Lai Xin, Li Caizhi, Tang Xinglinzi, Luo Xinyi, Wu Feiyan, Liang Yuhong, Huang Bihui, Li Hang
The Seventh Clinical College of Guangzhou University of Chinese Medicine, Shenzhen, Guangdong, China.
Shenzhen Bao'an Chinese Medicine Hospital, Guangzhou University of Chinese Medicine, Shenzhen, Guangdong, China.
Front Immunol. 2025 Aug 15;16:1652398. doi: 10.3389/fimmu.2025.1652398. eCollection 2025.

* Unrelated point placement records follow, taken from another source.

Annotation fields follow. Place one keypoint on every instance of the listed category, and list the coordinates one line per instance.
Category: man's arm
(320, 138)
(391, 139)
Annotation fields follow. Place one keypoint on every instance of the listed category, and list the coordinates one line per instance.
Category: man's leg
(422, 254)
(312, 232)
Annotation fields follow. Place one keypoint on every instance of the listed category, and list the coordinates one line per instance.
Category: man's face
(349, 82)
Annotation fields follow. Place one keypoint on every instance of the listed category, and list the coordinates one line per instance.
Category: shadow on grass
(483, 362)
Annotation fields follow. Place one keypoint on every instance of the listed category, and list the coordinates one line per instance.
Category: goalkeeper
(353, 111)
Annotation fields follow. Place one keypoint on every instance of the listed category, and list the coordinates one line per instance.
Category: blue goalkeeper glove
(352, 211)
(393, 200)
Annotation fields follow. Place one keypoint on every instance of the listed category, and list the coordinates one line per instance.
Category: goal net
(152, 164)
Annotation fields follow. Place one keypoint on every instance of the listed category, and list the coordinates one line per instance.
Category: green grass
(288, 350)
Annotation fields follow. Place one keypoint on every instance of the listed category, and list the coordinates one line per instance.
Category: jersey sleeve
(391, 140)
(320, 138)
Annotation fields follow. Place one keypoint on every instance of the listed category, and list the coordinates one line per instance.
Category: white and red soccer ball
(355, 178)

Super-enhancers (SEs) are dynamic chromatin structures that function as epigenetic hubs, orchestrating cell-type-specific transcriptional programs crucial for immune cell differentiation, functional specialization, and adaptive responses. These enhancer clusters integrate transcription factor (TF) networks, chromatin-modifying signals, and three-dimensional genome organization to govern lineage commitment, effector function acquisition, and metabolic reprogramming while enabling plasticity in response to environmental cues. SEs exhibit spatiotemporal regulatory properties, such as chromatin looping, phase-separated condensate formation, and stimulus-driven enhancer-promoter rewiring, all of which stabilize transcriptional outputs vital for immune homeostasis. Pathological dysregulation of SEs disrupts immune tolerance and amplifies aberrant transcriptional circuits, contributing to immune-mediated diseases marked by chronic inflammation, autoimmunity, or malignancy. Emerging therapeutic strategies targeting SE-associated components show promise in dismantling pathogenic enhancer networks through CRISPR-based editing, small-molecule inhibitors, and proteolysis-targeting chimeras(PROTACs). However, challenges remain in achieving therapeutic specificity amidst the dynamic reorganization of SEs and ensuring cell-type-selective delivery. By providing insights into SE-driven chromatin dynamics and transcriptional control in health and disease, this review focuses on two central questions: whether SEs causally drive immune cell fate decisions, and how they function within shared core transcriptional regulatory networks across cancer, infection, and autoimmune diseases. Future advances in multi-omics profiling, single-cell resolution analyses, and combinatorial therapeutic strategies will be critical for translating SE biology into precision interventions that restore immune equilibrium in dysregulated conditions.
超级增强子(SEs)是动态染色质结构,作为表观遗传枢纽发挥作用,协调对免疫细胞分化、功能特化和适应性反应至关重要的细胞类型特异性转录程序。这些增强子簇整合转录因子(TF)网络、染色质修饰信号和三维基因组组织,以控制谱系定向、效应器功能获得和代谢重编程,同时在响应环境线索时实现可塑性。SEs表现出时空调节特性,如染色质环化、相分离凝聚物形成和刺激驱动的增强子-启动子重连,所有这些都稳定了对免疫稳态至关重要的转录输出。SEs的病理性失调会破坏免疫耐受并放大异常转录回路,导致以慢性炎症、自身免疫或恶性肿瘤为特征的免疫介导疾病。针对SE相关成分的新兴治疗策略显示出通过基于CRISPR的编辑、小分子抑制剂和蛋白酶靶向嵌合体(PROTACs)拆解致病性增强子网络的前景。然而,在SEs动态重组过程中实现治疗特异性以及确保细胞类型选择性递送方面仍存在挑战。通过深入了解健康和疾病中SE驱动的染色质动力学和转录控制,本综述聚焦于两个核心问题:SEs是否因果性驱动免疫细胞命运决定,以及它们在癌症、感染和自身免疫性疾病的共享核心转录调控网络中如何发挥作用。多组学分析、单细胞分辨率分析和联合治疗策略的未来进展对于将SE生物学转化为在失调条件下恢复免疫平衡的精准干预至关重要。